This page is temporarily not available. Please check later as it should be available shortly. If you have any questions, please email customer support at email@example.com or call 800-767-3771 ext. 9339.
The wild swing of the markets finally came to a halt after a strong rally in the final session pushed the benchmarks higher. Investor sentiment was boosted by positive durable-goods orders and investors rushed in to buy beaten-down financial stocks. Markets posted their third-straight win and look likely to finally enjoy a positive week after recording four-weeks of decline. However, investors wavered between anticipation and caution as they await Fed Chairman’s speech on Friday at the Jackson Hole.
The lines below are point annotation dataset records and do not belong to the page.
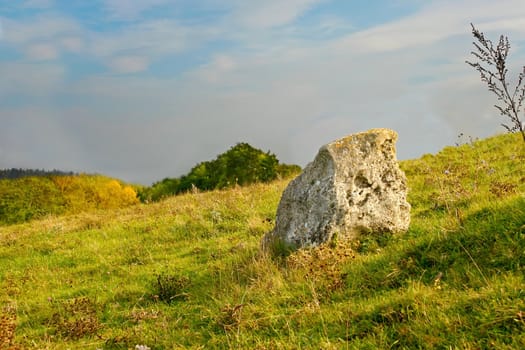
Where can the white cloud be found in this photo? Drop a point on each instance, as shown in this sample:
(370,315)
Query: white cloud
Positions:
(129,64)
(38,4)
(72,44)
(130,9)
(33,29)
(270,13)
(42,52)
(31,79)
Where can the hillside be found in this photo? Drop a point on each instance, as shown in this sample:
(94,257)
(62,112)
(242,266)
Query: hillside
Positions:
(37,194)
(186,272)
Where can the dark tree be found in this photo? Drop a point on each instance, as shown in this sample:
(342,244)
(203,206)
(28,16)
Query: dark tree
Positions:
(492,67)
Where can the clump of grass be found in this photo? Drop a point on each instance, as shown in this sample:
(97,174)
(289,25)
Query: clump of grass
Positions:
(75,318)
(8,324)
(323,265)
(171,287)
(455,279)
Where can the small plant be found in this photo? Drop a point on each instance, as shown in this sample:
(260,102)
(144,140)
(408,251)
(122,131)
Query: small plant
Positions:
(230,316)
(171,287)
(492,67)
(322,265)
(76,318)
(7,328)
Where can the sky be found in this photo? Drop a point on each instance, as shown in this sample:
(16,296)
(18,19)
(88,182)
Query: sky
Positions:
(146,89)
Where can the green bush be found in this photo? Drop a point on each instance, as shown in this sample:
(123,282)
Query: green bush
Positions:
(240,165)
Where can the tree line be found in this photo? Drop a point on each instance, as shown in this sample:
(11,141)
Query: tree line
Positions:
(241,165)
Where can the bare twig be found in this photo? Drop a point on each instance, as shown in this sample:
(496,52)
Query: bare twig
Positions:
(492,67)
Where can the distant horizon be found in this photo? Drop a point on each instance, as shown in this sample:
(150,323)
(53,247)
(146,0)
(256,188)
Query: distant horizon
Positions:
(144,90)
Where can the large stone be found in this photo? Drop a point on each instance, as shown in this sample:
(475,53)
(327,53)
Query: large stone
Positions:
(353,186)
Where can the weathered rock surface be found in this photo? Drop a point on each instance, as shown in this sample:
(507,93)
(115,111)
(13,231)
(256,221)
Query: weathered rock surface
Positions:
(354,185)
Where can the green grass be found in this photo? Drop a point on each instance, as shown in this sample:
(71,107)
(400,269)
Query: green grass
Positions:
(187,272)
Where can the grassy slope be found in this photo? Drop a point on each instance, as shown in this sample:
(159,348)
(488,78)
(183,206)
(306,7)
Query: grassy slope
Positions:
(186,273)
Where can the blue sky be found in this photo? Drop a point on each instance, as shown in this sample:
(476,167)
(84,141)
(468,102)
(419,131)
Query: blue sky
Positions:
(145,89)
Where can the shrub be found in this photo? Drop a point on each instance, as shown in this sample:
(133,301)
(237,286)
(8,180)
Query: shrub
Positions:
(492,67)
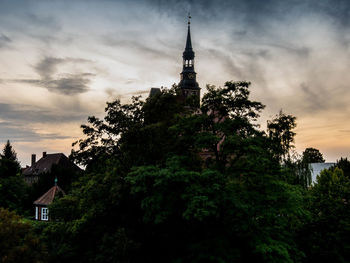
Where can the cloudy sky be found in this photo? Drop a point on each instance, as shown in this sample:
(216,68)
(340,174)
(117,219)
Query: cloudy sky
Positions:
(62,60)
The Dow Jones Industrial Average (DJIA) moved up 1.3% to close at 11,320.71. The Standard & poor 500 (S&P 500) gained 1.3% to settle at 1,177.60. The tech-laden Nasdaq Composite Index climbed 0.9% and finished the day at 2,467.69. The fear-gauge CBOE Volatility Index (VIX) hovered near 35, and it continues to trade above the key level of 30. On the New York Stock Exchange, the American Stock Exchange and Nasdaq, consolidated volumes were 8.21 billion shares, versus last year's daily average of around 8.47 billion. On the NYSE, for every stock that declined, more than two stocks moved higher.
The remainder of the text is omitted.